10th Regional CMG Conference in Mumbai – Session 3

Statistical Data Analysis 101 for IT Professionals by Dr. Rajesh Mansharamani

Performance Monitoring using Prometheus by Amol Khanapurkar

ATA: Architecture-based Technology Advisor for Functional Application Domains by Dr. Shruti Kunde

Thanks to Mr. S. Venkatraman for a summary of this session.

ATA: Architecture-based Technology Advisor for Functional Application Domains by Dr. Shruti Kunde

The last presentation by Dr. Shruti Kunde was about a Recommender System that has been developed by her and her colleagues.
She started off by explaining on how such a system is necessary in the present era where there is an overload of information making it difficult for the architects to come to a concrete decision.
This was followed by an overview of the recommender systems. These are systems that provide personalized recommendations based on user specific context.
Recommender systems use filtering techniques to provide such recommendations.

The 3 most common filtering mechanisms are collaborative filtering, content based filtering and a hybrid approach using the above.

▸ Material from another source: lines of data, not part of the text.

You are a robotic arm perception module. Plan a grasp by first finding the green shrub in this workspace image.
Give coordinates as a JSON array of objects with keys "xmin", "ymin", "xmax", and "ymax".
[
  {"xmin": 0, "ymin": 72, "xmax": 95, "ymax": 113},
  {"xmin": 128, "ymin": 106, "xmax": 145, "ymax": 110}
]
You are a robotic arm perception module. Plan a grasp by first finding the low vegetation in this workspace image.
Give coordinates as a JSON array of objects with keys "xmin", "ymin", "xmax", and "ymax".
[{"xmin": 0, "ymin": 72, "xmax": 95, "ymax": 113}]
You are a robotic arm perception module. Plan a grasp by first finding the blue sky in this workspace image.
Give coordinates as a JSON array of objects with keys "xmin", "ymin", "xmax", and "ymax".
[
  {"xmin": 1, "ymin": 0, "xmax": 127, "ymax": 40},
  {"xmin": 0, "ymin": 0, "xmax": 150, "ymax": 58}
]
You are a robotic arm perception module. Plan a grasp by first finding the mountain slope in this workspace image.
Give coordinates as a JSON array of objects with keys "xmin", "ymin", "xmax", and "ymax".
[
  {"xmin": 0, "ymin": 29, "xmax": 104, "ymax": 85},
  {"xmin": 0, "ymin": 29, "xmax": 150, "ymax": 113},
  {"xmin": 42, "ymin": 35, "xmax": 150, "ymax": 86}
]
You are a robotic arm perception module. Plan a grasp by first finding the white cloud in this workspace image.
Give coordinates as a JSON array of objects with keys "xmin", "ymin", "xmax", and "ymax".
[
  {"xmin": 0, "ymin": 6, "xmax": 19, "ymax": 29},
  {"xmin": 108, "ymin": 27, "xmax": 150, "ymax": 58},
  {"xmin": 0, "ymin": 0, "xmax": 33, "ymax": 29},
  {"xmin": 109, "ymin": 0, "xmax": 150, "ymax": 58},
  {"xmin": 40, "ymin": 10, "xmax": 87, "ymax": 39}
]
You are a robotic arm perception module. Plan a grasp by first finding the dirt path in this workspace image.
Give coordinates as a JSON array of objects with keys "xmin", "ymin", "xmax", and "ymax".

In collaborative filtering, the target user profile is matched with other similar user’s profile in the community. Next the items for example purchased by those users are matched to this users preferences to come up with a recommendation list. Hence the recommendation engine attempts to bring out what is popular with a similar age group or community

In content based filtering – the recommendation engine deduces what the user is looking for and then based on that shows other items meeting that criteria. For example if a user is searching for Deep Purple mucic records, it deduces that the user is looking for Hard Rock music and then accordingly flashes other Hard Rock albums

In knowledge based models, the recommendation engine tries to advise on what fits best on our requirements. For example if we are looking for a mobile phone, then recommendation engine will also recommend the required screen guard and case cover for
such a phone as a recommended list.

Hybrid recommender systems use, user profiling, peer comparison, product feature comparison and knowledge models to give best possible recommendation list thus avoiding individual model drawbacks.

There are certain underlying coefficients that recommender systems compute based on some mathematics. Pearson, Euclidean and Cosine consider only common items that have
been rated for measuring similarity.Jaccard contains common items as well as those present in either of the entities.

Session then went on to give an overview of the common type of recommender systems in use in elearning, ecommerce, and big data. E-Learning and E-Commerce focus on learning modules to look at social interaction, preferences, and people with like-minded
preferences. They aim to provide personalized recommendations to users of their domain.

MR Advisor and MPI Advisors are both tuning tools – one for map reduce technologies and the other for message passing interfaces. They make it easy for the user and simplify the vast landscape of configuration parameters and optimize application performance through their recommendations with say a standard set of settings.

These concepts are in use in the Architecture Technology Advisor being built.

User requirements for an architecture are fed into the ATA tool via a GUI. The Recommender engine would then scan the knowledge base for similar such requirements for a similar such architecture.

Accordingly the ATA would then come up with the architecture and
(this was a suggestion during the session) recommended settings.

The ATA works by translating the user requirements to different components of the architecture (e.g. web, app, messaging, streaming, data store), The technology matching the requirements for each layer will then be retrieved from the knowledge repository.
ATA provides a ranked recommendation of the technologies fetched from the knowledge base.

The recommended technologies would be compatible with each other.The degree of match of the recommendation with the user requirement would be computed.

Over a period of time, a suggestion was given to also incorporate feedback on the recommendation provided. Thus with every iteration, the ATA would be able to provide sharper suggestions.